Ayant peu lu en juillet, ayant l'esprit bien occupé début août par mon emménagement, sans compter les températures invivables, j'ai voulu opter pour un livre que je pressentais captivant, avec quelques péripéties, bref, l'inverse de ma lecture précédente, L'ingratitude de Ying Chen. Et une histoire de prise d'otage me semblait pas mal.

J'ai été globalement entraînée par ce récit, mais il reste avant tout très contemplatif. Ce n'est pas un tort à mes yeux et ça ne m'a heureusement pas empêché de lire avec fluidité. Je remercie la première partie qui, même si elle est finalement plutôt introductive, est d'un dynamisme qui facilite la progression dans le récit.
Cependant, ne nous mentons pas : c'est la partie africaine du roman qui me restera en tête.
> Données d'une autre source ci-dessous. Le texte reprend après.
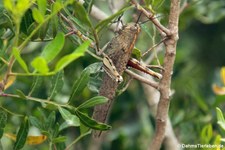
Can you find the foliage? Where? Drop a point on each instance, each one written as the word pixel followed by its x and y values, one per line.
pixel 50 82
A travers les yeux de Kurt, nous expérimentons la captivité. Une sensation d'accablement pesant m'est tombée dessus. Ce poids naît de plusieurs facteurs. de la canicule assommante et du soleil aveuglant qui brûle le pays (pour le coup, le moment de ma lecture – début août – était bien choisi). de l'enfermement et de la répétition laborieuse des jours et des nuits. de la misère qui tranche si violemment avec le quotidien jusque-là aisé du narrateur (et du mien). de la bêtise aveugle, de la violence.
Pourtant, parmi les pirates, des personnalités se dessinent, plus complexes, comme des fulgurances, des espoirs fragiles à accorder en faveur de l'humanité. Des fragilités, des sensibilités, des rêves et des convictions dissimulées derrière les armes et les injures. le mal n'est plus si absolu, on se prend à rêver d'un changement, d'une évolution, même si le sang, la sueur et la crasse de la souffrance et de la mort restent omniprésents.
Le récit terrible de deux cultures qui s'entrechoquent, se brisent, tentent parfois de communiquer. Parfois un émerveillement réciproque, une esquisse de compréhension, un élan d'admiration ; parfois l'incompréhension méprisante, la rancoeur des années passées, la haine dévorante.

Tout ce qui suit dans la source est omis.